GFS2: Reduce file fragmentation
This patch reduces GFS2 file fragmentation by pre-reserving blocks. The
resulting improved on disk layout greatly speeds up operations in cases
which would have resulted in interlaced allocation of blocks previously.
A typical example of this is 10 parallel dd processes, each writing to a
file in a common dirctory.
The implementation uses an rbtree of reservations attached to each
resource group (and each inode).
Signed-off-by: Bob Peterson <rpeterso@redhat.com>
Signed-off-by: Steven Whitehouse <swhiteho@redhat.com>
diff --git a/fs/gfs2/inode.c b/fs/gfs2/inode.c
index 2b035e0..c53c67e 100644
--- a/fs/gfs2/inode.c
+++ b/fs/gfs2/inode.c
@@ -521,6 +521,9 @@
int error;
munge_mode_uid_gid(dip, &mode, &uid, &gid);
+ error = gfs2_rindex_update(sdp);
+ if (error)
+ return error;
error = gfs2_quota_lock(dip, uid, gid);
if (error)
@@ -551,6 +554,10 @@
struct buffer_head *dibh;
int error;
+ error = gfs2_rindex_update(sdp);
+ if (error)
+ return error;
+
error = gfs2_quota_lock(dip, NO_QUOTA_CHANGE, NO_QUOTA_CHANGE);
if (error)
goto fail;
@@ -596,7 +603,8 @@
gfs2_trans_end(sdp);
fail_ipreserv:
- gfs2_inplace_release(dip);
+ if (alloc_required)
+ gfs2_inplace_release(dip);
fail_quota_locks:
gfs2_quota_unlock(dip);
@@ -647,7 +655,7 @@
const struct qstr *name = &dentry->d_name;
struct gfs2_holder ghs[2];
struct inode *inode = NULL;
- struct gfs2_inode *dip = GFS2_I(dir);
+ struct gfs2_inode *dip = GFS2_I(dir), *ip;
struct gfs2_sbd *sdp = GFS2_SB(&dip->i_inode);
struct gfs2_inum_host inum = { .no_addr = 0, .no_formal_ino = 0 };
int error;
@@ -657,6 +665,11 @@
if (!name->len || name->len > GFS2_FNAMESIZE)
return -ENAMETOOLONG;
+ /* We need a reservation to allocate the new dinode block.
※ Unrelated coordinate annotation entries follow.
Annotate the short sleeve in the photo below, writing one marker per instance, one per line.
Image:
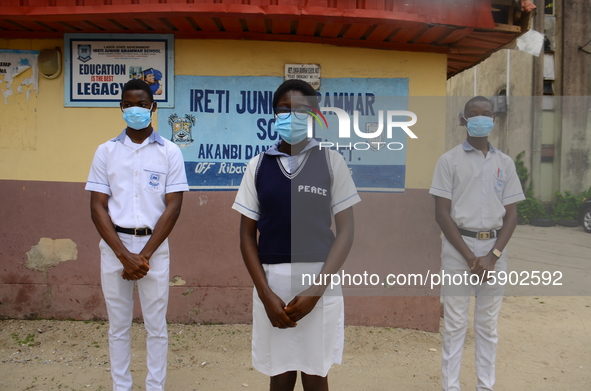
(247, 200)
(442, 184)
(512, 191)
(176, 180)
(343, 192)
(98, 179)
The
+ directory ip temporarily points to the reservation, but this is
+ being done to get a set of contiguous blocks for the new dinode.
+ Since this is a create, we don't have a sizehint yet, so it will
+ have to use the minimum reservation size. */
error = gfs2_rs_alloc(dip);
if (error)
return error;
@@ -694,24 +707,29 @@
if (IS_ERR(inode))
goto fail_gunlock2;
- error = gfs2_inode_refresh(GFS2_I(inode));
+ ip = GFS2_I(inode);
+ error = gfs2_inode_refresh(ip);
if (error)
goto fail_gunlock2;
- /* the new inode needs a reservation so it can allocate xattrs. */
- error = gfs2_rs_alloc(GFS2_I(inode));
- if (error)
- goto fail_gunlock2;
+ /* The newly created inode needs a reservation so it can allocate
+ xattrs. At the same time, we want new blocks allocated to the new
+ dinode to be as contiguous as possible. Since we allocated the
+ dinode block under the directory's reservation, we transfer
+ ownership of that reservation to the new inode. The directory
+ doesn't need a reservation unless it needs a new allocation. */
+ ip->i_res = dip->i_res;
+ dip->i_res = NULL;
error = gfs2_acl_create(dip, inode);
if (error)
goto fail_gunlock2;
- error = gfs2_security_init(dip, GFS2_I(inode), name);
+ error = gfs2_security_init(dip, ip, name);
if (error)
goto fail_gunlock2;
- error = link_dinode(dip, name, GFS2_I(inode));
+ error = link_dinode(dip, name, ip);
if (error)
goto fail_gunlock2;
@@ -738,6 +756,7 @@
iput(inode);
}
fail:
+ gfs2_rs_delete(dip);
if (bh)
brelse(bh);
return error;